Despite America’s dubious legacy of exercising state power to oppress minorities, that legacy really was not the most important dynamic in play in regard to the improper arrest of Harvard professor Henry Louis Gates.
Rather, the real issue here is the increasing arrogance of America’s governmental officials to condone arrest of citizens as punishment for non-criminal behavior that police or prosecutors simply don’t like.
Interestingly, as Alice Ristroph explains, the judicial acquiescence to this increasing problem has Texas roots.
Gail Atwater was an Austin-area soccer mom who got into it with police officer and was arrested for a seatbelt violation, a “crime” that calls for no jail time. Atwater fought the charges, but the U.S. Supreme Court held in a 5-4 decision (what were Justices Souter, Kennedy, Scalia, Thomas and Rehnquist thinking?) that police officers may arrest citizens even for perceived offenses that call for no jail time.
In short, the Court concluded that the “gratuitous humiliations” that the police officer imposed on Atwater were within the scope of the officer’s discretion. Thus, Sergeant Crowley’s exercise of power to put Professor Gates through the same humiliations over a bullshit disorderly conduct charge is protected by the Supreme Court.

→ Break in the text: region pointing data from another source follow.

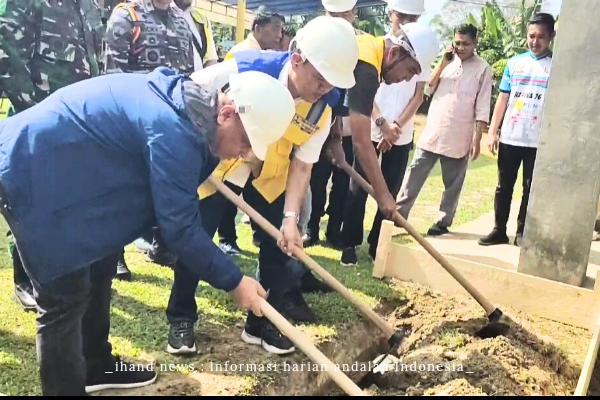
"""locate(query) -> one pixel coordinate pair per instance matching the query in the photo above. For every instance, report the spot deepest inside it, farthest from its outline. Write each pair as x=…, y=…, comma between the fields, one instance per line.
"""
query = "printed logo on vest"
x=304, y=124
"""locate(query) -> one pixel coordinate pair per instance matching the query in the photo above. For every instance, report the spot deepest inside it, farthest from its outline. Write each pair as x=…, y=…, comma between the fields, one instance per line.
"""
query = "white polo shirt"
x=526, y=79
x=392, y=100
x=309, y=152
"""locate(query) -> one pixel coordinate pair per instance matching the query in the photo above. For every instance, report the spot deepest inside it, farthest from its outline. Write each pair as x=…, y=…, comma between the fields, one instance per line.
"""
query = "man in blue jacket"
x=97, y=163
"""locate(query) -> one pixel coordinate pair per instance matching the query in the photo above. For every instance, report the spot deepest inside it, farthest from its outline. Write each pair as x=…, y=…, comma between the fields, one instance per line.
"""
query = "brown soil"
x=535, y=357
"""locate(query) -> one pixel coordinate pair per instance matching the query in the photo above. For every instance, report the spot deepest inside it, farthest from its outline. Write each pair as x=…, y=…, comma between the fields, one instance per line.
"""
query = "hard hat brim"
x=338, y=10
x=407, y=12
x=258, y=147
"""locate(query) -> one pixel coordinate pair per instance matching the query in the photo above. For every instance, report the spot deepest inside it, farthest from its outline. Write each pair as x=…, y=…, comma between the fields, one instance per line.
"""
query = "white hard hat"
x=339, y=5
x=265, y=106
x=329, y=44
x=420, y=41
x=410, y=7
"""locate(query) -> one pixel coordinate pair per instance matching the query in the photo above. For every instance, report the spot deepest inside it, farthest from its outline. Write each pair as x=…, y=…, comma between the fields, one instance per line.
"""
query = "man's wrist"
x=291, y=215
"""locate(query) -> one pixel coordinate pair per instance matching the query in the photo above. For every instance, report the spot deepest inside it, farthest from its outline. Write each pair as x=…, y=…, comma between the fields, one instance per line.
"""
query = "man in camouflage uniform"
x=44, y=46
x=141, y=36
x=164, y=38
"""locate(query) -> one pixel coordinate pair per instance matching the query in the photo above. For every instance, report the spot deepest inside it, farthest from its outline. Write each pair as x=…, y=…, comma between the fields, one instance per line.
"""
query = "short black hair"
x=468, y=29
x=544, y=19
x=263, y=16
x=289, y=31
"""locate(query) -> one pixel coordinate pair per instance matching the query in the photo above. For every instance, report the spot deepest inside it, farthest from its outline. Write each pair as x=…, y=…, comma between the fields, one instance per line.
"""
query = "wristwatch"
x=291, y=214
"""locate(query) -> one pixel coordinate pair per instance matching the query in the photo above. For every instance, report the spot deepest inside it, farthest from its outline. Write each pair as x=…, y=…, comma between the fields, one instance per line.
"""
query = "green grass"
x=139, y=326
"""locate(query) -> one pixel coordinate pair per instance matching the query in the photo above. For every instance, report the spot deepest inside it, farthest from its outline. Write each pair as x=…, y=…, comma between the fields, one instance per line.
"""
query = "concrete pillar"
x=566, y=181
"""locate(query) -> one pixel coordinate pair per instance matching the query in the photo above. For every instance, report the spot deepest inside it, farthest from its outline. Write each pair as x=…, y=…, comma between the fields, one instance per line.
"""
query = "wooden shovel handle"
x=386, y=328
x=403, y=223
x=304, y=343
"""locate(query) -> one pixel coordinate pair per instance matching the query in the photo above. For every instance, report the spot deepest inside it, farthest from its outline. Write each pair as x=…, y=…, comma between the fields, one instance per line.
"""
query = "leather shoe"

Couple the foregoing with America’s penchant for increasing criminalization of virtually everything and you have a very troubling trend.

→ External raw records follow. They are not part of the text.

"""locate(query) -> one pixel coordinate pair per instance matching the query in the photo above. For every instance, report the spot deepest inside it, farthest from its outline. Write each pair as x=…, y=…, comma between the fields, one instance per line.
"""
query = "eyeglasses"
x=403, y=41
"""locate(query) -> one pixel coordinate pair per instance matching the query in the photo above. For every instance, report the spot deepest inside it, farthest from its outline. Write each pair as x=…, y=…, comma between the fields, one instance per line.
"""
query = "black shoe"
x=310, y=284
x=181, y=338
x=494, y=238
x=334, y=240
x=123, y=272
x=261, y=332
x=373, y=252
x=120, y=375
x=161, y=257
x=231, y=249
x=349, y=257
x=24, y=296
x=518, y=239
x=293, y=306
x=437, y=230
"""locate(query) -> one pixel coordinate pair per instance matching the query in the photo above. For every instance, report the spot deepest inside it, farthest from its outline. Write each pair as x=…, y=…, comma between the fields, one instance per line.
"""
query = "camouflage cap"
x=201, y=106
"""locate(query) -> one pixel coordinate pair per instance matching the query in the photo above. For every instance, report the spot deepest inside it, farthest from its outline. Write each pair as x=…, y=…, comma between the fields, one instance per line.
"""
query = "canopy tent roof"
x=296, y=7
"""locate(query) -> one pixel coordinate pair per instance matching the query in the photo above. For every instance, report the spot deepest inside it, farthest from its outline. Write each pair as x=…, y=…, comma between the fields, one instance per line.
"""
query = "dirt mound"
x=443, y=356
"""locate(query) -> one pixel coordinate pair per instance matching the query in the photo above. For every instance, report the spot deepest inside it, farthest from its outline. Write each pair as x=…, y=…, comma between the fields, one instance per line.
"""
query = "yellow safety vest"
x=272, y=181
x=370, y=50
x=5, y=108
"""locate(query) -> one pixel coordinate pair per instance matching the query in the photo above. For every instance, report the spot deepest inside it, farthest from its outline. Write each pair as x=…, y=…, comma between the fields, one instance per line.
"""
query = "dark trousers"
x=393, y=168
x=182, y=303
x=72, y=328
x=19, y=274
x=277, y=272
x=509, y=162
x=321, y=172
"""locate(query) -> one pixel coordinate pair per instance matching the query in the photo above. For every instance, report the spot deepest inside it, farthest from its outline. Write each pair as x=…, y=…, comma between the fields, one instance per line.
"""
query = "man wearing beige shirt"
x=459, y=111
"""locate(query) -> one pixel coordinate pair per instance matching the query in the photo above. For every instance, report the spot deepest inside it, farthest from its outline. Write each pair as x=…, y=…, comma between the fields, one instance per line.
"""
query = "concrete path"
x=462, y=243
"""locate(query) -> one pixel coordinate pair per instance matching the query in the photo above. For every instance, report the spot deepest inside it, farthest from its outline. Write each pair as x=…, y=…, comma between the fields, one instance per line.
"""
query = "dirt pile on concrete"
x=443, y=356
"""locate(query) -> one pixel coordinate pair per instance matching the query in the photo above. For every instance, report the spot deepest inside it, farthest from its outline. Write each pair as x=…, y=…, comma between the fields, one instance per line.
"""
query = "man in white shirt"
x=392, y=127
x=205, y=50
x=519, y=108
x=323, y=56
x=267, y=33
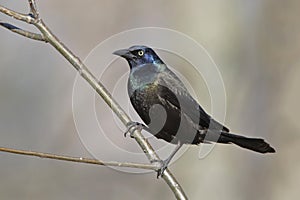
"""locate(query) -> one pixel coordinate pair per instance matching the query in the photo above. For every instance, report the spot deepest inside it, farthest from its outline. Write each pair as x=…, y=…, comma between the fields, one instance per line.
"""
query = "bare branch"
x=79, y=159
x=16, y=15
x=28, y=34
x=98, y=87
x=33, y=8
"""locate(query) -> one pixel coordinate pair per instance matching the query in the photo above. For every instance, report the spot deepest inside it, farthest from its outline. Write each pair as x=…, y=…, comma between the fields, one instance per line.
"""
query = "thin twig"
x=19, y=16
x=99, y=88
x=79, y=159
x=33, y=9
x=28, y=34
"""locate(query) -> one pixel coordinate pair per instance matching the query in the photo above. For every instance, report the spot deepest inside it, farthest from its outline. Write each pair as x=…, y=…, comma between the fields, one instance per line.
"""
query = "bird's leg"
x=132, y=126
x=164, y=163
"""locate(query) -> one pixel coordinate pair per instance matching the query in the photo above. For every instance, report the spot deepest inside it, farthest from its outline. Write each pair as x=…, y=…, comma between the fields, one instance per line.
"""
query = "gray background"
x=256, y=45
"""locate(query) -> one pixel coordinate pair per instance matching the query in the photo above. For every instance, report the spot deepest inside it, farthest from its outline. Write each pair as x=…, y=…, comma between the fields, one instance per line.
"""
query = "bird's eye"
x=141, y=53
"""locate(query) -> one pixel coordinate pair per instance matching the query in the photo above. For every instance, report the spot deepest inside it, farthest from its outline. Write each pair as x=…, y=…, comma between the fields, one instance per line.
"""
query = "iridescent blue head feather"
x=139, y=55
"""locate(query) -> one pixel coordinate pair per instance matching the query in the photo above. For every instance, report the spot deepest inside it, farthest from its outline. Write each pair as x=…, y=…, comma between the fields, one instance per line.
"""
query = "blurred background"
x=256, y=46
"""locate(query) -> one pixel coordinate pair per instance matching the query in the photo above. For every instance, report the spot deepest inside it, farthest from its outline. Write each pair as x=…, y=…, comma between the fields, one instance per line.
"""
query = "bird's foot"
x=163, y=166
x=133, y=126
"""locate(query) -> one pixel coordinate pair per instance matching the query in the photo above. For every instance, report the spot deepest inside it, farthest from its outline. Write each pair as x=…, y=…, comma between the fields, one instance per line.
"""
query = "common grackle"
x=169, y=111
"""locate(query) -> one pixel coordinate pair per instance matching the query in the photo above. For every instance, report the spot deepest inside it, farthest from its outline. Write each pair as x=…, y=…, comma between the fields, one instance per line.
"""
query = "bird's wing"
x=170, y=86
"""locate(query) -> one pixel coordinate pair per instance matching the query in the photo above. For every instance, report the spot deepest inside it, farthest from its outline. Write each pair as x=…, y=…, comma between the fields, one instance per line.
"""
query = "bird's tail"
x=254, y=144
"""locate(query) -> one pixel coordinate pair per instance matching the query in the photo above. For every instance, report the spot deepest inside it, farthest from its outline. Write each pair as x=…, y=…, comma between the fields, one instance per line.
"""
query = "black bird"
x=169, y=111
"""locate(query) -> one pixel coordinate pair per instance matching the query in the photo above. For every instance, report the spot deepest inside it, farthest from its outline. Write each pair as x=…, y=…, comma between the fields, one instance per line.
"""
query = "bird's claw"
x=163, y=166
x=131, y=127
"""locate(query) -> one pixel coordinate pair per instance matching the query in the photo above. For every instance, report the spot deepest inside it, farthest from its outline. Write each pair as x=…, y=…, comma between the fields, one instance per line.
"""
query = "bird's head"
x=139, y=55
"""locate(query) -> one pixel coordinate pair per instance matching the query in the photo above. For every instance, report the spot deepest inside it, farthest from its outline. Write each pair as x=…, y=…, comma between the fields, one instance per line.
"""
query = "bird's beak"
x=125, y=53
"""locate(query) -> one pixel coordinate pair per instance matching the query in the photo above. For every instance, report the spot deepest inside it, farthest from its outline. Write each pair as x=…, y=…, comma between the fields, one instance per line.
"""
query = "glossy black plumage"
x=167, y=108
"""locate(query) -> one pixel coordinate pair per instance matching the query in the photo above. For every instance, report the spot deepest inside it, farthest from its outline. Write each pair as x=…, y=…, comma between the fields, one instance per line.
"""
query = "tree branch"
x=28, y=34
x=79, y=159
x=98, y=87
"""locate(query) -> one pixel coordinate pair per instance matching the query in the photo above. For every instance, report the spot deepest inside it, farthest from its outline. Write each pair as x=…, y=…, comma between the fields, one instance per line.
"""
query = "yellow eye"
x=141, y=53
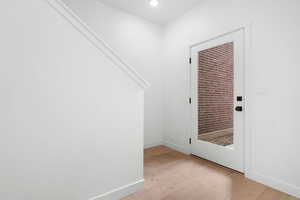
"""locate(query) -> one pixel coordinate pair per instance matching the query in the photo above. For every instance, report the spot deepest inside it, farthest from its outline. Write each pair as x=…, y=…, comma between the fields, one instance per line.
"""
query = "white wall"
x=71, y=121
x=139, y=43
x=274, y=77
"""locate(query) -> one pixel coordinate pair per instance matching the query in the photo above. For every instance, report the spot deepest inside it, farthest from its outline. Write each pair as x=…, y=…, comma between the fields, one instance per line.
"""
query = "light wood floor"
x=170, y=175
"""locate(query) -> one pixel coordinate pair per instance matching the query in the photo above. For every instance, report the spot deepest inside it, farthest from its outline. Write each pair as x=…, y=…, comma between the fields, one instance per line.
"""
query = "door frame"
x=247, y=89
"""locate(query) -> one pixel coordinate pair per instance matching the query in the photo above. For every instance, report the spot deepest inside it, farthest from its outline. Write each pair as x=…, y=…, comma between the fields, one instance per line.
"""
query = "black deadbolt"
x=239, y=108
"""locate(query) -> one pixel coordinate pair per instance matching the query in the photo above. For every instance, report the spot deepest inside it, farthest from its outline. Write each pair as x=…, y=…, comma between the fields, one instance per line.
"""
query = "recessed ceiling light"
x=153, y=3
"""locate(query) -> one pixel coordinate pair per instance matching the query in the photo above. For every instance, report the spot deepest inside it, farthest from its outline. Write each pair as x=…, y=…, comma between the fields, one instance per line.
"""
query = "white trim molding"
x=178, y=148
x=96, y=40
x=120, y=192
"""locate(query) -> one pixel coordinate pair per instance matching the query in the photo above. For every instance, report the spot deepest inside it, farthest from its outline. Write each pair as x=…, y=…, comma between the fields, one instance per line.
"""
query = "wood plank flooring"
x=170, y=175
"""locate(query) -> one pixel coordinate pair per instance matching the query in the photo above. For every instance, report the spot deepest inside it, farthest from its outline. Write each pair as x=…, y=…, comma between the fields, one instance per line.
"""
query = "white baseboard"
x=121, y=192
x=275, y=183
x=178, y=148
x=147, y=146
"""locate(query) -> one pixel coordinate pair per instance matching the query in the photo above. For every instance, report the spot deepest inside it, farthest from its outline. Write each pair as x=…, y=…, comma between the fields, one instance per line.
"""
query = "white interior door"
x=217, y=93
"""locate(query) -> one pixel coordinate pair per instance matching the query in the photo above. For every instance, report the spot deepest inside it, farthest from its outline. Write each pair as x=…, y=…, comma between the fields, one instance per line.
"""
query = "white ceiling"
x=166, y=11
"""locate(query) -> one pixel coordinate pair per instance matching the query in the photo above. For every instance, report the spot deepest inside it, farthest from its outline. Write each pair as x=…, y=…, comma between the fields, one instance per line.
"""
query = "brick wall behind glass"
x=215, y=88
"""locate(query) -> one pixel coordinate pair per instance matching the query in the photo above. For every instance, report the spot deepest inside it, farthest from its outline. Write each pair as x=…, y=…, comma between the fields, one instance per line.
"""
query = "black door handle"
x=239, y=108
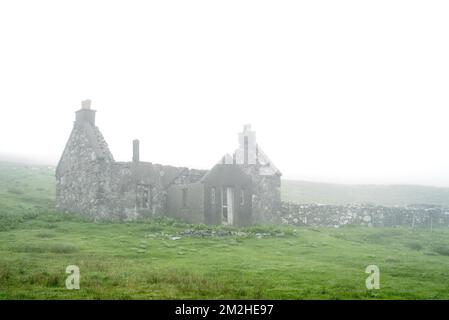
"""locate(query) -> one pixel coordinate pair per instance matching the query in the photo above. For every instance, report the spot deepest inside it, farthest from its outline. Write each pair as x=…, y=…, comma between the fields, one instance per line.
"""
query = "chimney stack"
x=86, y=114
x=136, y=151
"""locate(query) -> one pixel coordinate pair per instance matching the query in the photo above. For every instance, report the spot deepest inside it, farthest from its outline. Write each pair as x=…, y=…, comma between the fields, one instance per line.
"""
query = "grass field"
x=158, y=259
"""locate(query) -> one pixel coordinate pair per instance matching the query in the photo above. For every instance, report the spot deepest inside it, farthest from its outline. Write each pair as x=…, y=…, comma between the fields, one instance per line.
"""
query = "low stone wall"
x=428, y=216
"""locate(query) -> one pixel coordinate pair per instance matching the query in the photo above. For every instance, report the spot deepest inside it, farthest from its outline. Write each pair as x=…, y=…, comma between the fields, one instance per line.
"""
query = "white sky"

As Glenn Loury notes in this NY Times op-ed, “anyone who looks closely into the issue of crime and punishment in America cannot fail to notice that the institutions of domestic security — policing, surveillance, prisons, anti-drug policy, post-release parole supervision — have grown hugely over the past two generations.”
Similarly, given the expansion of the federal criminal code over the past generation, Radley Balko notes that “you’re probably a federal criminal, too.” Indeed, the Cato Institute for years has been criticizing what it calls the “overcriminalization of conduct and the overfederalization of criminal law.” We already know all about that here in Houston, now don’t we?

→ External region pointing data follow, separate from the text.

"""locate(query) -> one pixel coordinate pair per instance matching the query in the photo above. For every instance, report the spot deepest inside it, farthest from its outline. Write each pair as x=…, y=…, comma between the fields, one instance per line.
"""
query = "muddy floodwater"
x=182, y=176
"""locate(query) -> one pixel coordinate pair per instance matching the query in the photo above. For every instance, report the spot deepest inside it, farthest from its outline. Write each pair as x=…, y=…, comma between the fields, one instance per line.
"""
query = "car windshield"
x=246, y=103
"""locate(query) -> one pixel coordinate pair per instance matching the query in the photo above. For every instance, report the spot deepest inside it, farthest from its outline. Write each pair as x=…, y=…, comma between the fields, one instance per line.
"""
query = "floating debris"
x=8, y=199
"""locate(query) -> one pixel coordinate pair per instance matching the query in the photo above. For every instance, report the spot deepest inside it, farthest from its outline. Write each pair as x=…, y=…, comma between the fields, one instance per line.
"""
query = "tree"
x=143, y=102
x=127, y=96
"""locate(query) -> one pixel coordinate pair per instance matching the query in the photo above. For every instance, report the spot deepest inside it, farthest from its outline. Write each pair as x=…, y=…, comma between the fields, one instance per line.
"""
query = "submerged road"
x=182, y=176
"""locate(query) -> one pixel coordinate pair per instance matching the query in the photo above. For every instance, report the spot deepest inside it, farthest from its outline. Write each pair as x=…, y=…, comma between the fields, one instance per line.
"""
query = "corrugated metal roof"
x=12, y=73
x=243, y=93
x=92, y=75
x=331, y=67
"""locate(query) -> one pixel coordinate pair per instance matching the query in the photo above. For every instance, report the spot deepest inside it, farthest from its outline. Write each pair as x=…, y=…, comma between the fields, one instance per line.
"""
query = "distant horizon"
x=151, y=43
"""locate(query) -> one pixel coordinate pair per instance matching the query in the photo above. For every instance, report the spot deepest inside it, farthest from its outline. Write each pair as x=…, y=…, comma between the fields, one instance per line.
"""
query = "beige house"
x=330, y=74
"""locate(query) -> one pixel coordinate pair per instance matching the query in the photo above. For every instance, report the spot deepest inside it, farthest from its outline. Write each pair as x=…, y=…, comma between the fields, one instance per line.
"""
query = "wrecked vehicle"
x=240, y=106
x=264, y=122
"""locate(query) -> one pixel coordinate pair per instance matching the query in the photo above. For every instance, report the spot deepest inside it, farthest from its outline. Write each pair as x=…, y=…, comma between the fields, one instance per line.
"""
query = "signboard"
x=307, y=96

As I first noted in 2004 in regard to Martha Stewart’s conviction on bogus criminal charges, and as I’ve noted many times over the years in regard to other examples of overreaching prosecutions, Sir Thomas More in A Man for All Seasons alerts us on why we should all be concerned with such increasing judicial deference to the overwhelming prosecutorial power of the state. The context is the scene in which Sir Thomas explains to his wife, his daughter and her fiance why he won’t misuse his power as Chancellor of England to arrest his student Richard Rich, despite the fact that Rich is preparing to betray Sir Thomas to Thomas Cromwell and Henry VIII:
Lady Alice (Sir Thomas’ Wife): “Arrest him!”
Sir Thomas: “For what?”
Lady Alice: “He’s dangerous!”
Roper: “For all we know he’s a spy!”
Daughter Margaret: “Father, that man is bad!”
Sir Thomas: “There’s no law against that!”
Roper: “But there is, God’s law!”
Sir Thomas: “Then let God arrest him!”
Lady Alice: “While you talk he’s gone!”
Sir Thomas: “And go he should, if he were the Devil himself, until he broke the law!”
Roper: “So, now you give the Devil the benefit of law!”
Sir Thomas: “Yes! What would you do? Cut a great road through the law to get after the Devil?
“Roper: “Why, yes! I’d cut down every law in England to do that!”
Sir Thomas: “Oh? And when the last law was down, and the Devil turned ’round on you, where would you hide, Roper, the laws all being flat? This country is planted thick with laws, from coast to coast, Man’s laws, not God’s! And if you cut them down–and you’re just the man to do it, Roper–do you really think you could stand upright in the winds that would blow then?”
“Yes, I’d give the Devil the benefit of the law. For my own safety’s sake.”